Of course, is Elon Musk, the unpredictable centibillionaire who is also the mastermind behind Space X, Neuralink (which is developing implantable brain–machine interfaces) and The Boring Company, currently tunneling under Los Angeles (“To solve the problem of soul-destroying traffic, roads must go 3D, which means either flying cars or tunnels are needed. Unlike flying cars, tunnels are weatherproof, out of sight, and won’t fall on your head,” states the website).

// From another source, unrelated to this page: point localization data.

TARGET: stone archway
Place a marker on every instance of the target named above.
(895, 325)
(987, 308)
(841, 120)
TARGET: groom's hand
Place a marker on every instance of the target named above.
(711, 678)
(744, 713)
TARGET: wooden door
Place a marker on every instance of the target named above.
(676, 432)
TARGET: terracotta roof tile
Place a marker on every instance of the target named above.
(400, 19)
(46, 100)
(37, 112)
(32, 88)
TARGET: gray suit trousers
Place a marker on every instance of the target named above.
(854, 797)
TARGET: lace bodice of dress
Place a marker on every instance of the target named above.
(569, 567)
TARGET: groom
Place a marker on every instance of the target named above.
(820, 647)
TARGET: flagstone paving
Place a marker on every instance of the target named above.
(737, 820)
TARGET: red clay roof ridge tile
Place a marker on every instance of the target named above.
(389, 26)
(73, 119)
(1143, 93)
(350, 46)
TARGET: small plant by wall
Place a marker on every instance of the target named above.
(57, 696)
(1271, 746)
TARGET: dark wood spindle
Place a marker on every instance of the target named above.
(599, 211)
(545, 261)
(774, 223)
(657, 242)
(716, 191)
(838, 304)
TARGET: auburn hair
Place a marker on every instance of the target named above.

“Innovation at Tesla is about aggressively pursuing the best option,” Aymond explained. “If you have a creative solution to a problem, which is my strength as an engineer; if you have something that is better than the status quo, they’re all ears. You just have to provide evidence as to why it’s better. Part of Tesla’s whole mission is to remain a scrappy company that can do the most with the least—that’s where a lot of the cool innovations come through.

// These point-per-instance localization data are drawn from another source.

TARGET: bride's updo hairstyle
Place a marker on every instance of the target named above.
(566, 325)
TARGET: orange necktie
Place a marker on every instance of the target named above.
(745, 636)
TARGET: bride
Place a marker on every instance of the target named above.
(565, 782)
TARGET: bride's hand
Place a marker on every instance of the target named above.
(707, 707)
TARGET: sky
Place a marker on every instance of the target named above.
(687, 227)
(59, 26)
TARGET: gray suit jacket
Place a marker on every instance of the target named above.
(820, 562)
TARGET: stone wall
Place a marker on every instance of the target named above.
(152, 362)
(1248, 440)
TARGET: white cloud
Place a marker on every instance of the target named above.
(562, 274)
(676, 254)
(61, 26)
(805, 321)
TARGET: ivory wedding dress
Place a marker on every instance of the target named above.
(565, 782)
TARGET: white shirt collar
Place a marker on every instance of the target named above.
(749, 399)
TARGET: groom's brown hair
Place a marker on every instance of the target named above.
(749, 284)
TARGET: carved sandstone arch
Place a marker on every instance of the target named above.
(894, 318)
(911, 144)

“To Elon’s words, designing one of anything is easy; it’s the high volume manufacturing that is really challenging.”
Ty explained that he often finds himself realizing he is brainstorming or problem-solving with colleagues who graduated from Stanford, Harvard or other Ivy Leagues. “Northern grads don’t often realize just how smart they are, because we’re from a small state school, but I provide ideas of equal value. That’s embodied in Tesla too, education is important—but what can you actually contribute?”
Aymond did a 360 in his own life to figure out what he could contribute.

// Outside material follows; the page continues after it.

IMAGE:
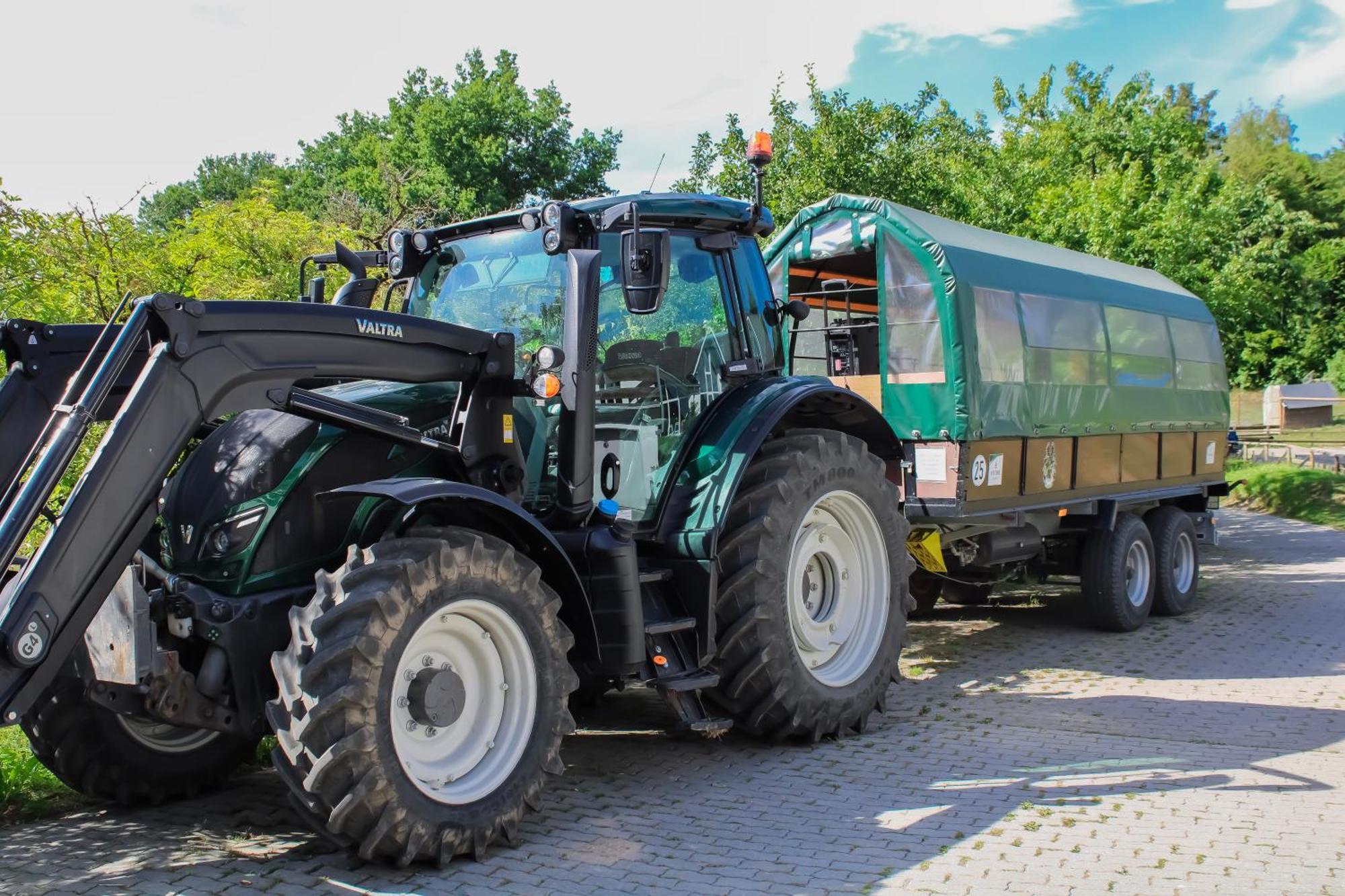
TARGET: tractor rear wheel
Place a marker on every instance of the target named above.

While he had always been mechanically inclined, at NMU he was totally into ceramics, and earned a degree in art and design, with a focus on pottery. “I moved to Northern from Minneapolis and didn’t know a single person there. I had never been to Marquette or the U.P. Now it’s instilled in me and changed me forever. I don’t know what it is about the U.P., but it’s like a magical realm of the world,” he recalled from the desert landscape of Sparks, Nevada.
“After I graduated and fell into the financial woes of trying to sell my work, I was simultaneously becoming enlightened to the true effects of climate change. Ceramics is inherently wasteful—in terms of the amount of energy it takes to fire a kiln to 2,300 degrees, and the raw materials. I became impassioned about the environment and thinking about what I could do as a human—where I could contribute to something that I cared about.
“I made probably the most abrupt decision in my life, to go back to school for mechanical engineering, with the intent to battle climate change. I went back to Northern for a year seeking a degree in mechanical engineering and technology, and later transferred to Michigan Tech for a year. After two years post bachelor schooling and two summer internships, I was offered a job—so I’m an engineering school dropout.”
That first job was based in Silicon Valley. Then he got an opportunity to interview at Tesla, through a friend. He got the gig, and within a couple of months he was promoted to an associate process engineer.
Now he shares this advice: “As part of the bigger picture, there are so many ways for people to get involved in sustainability, especially with job opportunities in data analytics, software engineering or PLC programming (for industrial computers). Follow your passion and it can lead you to whatever you want to commit to.”